While the foregoing resolution of the second assignment of error disposes of this appeal, we, because the issue may become material during the course of further proceedings, nonetheless turn our attention to plaintiff's remaining claim, that State Farm waived any right it might otherwise have had to rescind the coverage.

The waiver argument rests upon State Farm's acceptance of a premium payment after decedent's death and its delay in advising plaintiff of its rescission for a period of 34 days after the death and 32 days after it had learned the true nature of decedent's history.

As noted in Pester v. American Family Mut. Ins. Co., 186 Neb. 793, 186 N.W.2d 711 (1971), a waiver is a voluntary and intentional relinquishment of a known right; it may be established by acts and conduct from which an intention to waive may reasonably be inferred.

In Bohannon v. Guardsman Life Ins. Co., 224 Neb. 701, 400 N.W.2d 856 (1987), a notation on the check tendered in payment of the premium due the current month, i.e., the month written on the check, precluded its application to the premium which had not been paid during the preceding month. We concluded as a matter of law that the insurer's acceptance of that check constituted a recognition of the continued validity of its life insurance policy as a binding obligation and that the insurer, therefore, had, as a matter of law, waived the policy provision empowering it to declare a forfeiture for nonpayment of the premium due the preceding month.

However, the situation at hand is not like that presented in Bohannon. The insurer in Bohannon attempted to do what the check it accepted specifically prohibited, apply it to a past-due premium.
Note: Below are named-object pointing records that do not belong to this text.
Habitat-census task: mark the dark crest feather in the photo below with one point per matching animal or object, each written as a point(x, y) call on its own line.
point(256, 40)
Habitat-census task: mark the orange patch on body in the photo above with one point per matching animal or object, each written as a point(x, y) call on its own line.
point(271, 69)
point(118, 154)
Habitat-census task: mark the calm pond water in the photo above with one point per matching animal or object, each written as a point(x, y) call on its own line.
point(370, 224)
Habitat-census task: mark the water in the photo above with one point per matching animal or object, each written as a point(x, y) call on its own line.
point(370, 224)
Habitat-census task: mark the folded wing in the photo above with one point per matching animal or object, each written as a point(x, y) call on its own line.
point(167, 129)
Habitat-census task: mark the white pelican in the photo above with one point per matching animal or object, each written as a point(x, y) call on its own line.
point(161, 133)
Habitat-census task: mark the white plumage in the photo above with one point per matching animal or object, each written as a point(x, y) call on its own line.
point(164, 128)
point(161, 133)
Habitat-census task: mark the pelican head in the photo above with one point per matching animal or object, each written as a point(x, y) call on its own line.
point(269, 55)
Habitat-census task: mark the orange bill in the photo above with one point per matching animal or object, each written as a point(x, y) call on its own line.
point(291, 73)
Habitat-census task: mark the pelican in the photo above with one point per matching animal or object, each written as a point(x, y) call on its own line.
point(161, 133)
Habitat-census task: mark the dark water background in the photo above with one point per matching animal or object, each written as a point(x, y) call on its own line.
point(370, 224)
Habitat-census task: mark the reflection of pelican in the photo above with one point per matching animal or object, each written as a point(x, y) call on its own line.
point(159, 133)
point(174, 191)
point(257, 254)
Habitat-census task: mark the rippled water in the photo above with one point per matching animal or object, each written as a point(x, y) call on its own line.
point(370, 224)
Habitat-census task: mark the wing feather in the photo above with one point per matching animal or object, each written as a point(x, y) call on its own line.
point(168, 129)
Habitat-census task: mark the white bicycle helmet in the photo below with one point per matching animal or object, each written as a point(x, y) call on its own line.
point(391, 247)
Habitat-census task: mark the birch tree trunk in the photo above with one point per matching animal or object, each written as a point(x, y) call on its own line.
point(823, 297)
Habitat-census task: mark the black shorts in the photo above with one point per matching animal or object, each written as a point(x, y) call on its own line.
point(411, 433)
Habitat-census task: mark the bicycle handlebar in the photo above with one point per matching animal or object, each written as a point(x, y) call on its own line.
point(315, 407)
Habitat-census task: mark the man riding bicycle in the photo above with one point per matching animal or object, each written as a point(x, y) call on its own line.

Since the insurer could not do that, it had the options of rejecting the check and declaring the policy void for nonpayment of the premium, rejecting that check and insisting upon payment of the past-due and current premiums, or accepting the check as tendered and thereby waiving the right to declare a forfeiture for nonpayment of the earlier month's premium. At the time the installment due notice was dispatched and the installment payment accepted in this case, State Farm had not yet decided how to treat the matter of decedent's concealment. Whether the time State Farm took to make its decision and communicate it to plaintiff, combined with its billing for and temporary acceptance of a premium payment after decedent's death, waived its right to rescind cannot be determined as a matter of law; the circumstances present a question for the finder of fact.

*780 State Farm's argument, that in any event neither sending the premium notice nor its temporary acceptance of that installment payment can be considered to be a waiver of any of its rights, must be rejected. State Farm premises its contention on the facts that the notice was generated by a computer programmed to prepare and dispatch such documents at a predetermined date and that such computer function is not part of its underwriting department.

The fact an entity chooses to generate its documents by electronic rather than human means provides no basis for automatic absolution of its errors, be they errors of omission or commission. State Farm is as responsible for the product of its machines as it is for the product of its people. Neither is it any answer to say that the underwriting department does not know what the billing department does; it is State Farm's responsibility to coordinate its own functions.

The summary judgment entered in favor of State Farm is reversed and the cause remanded for further proceedings consistent with this opinion.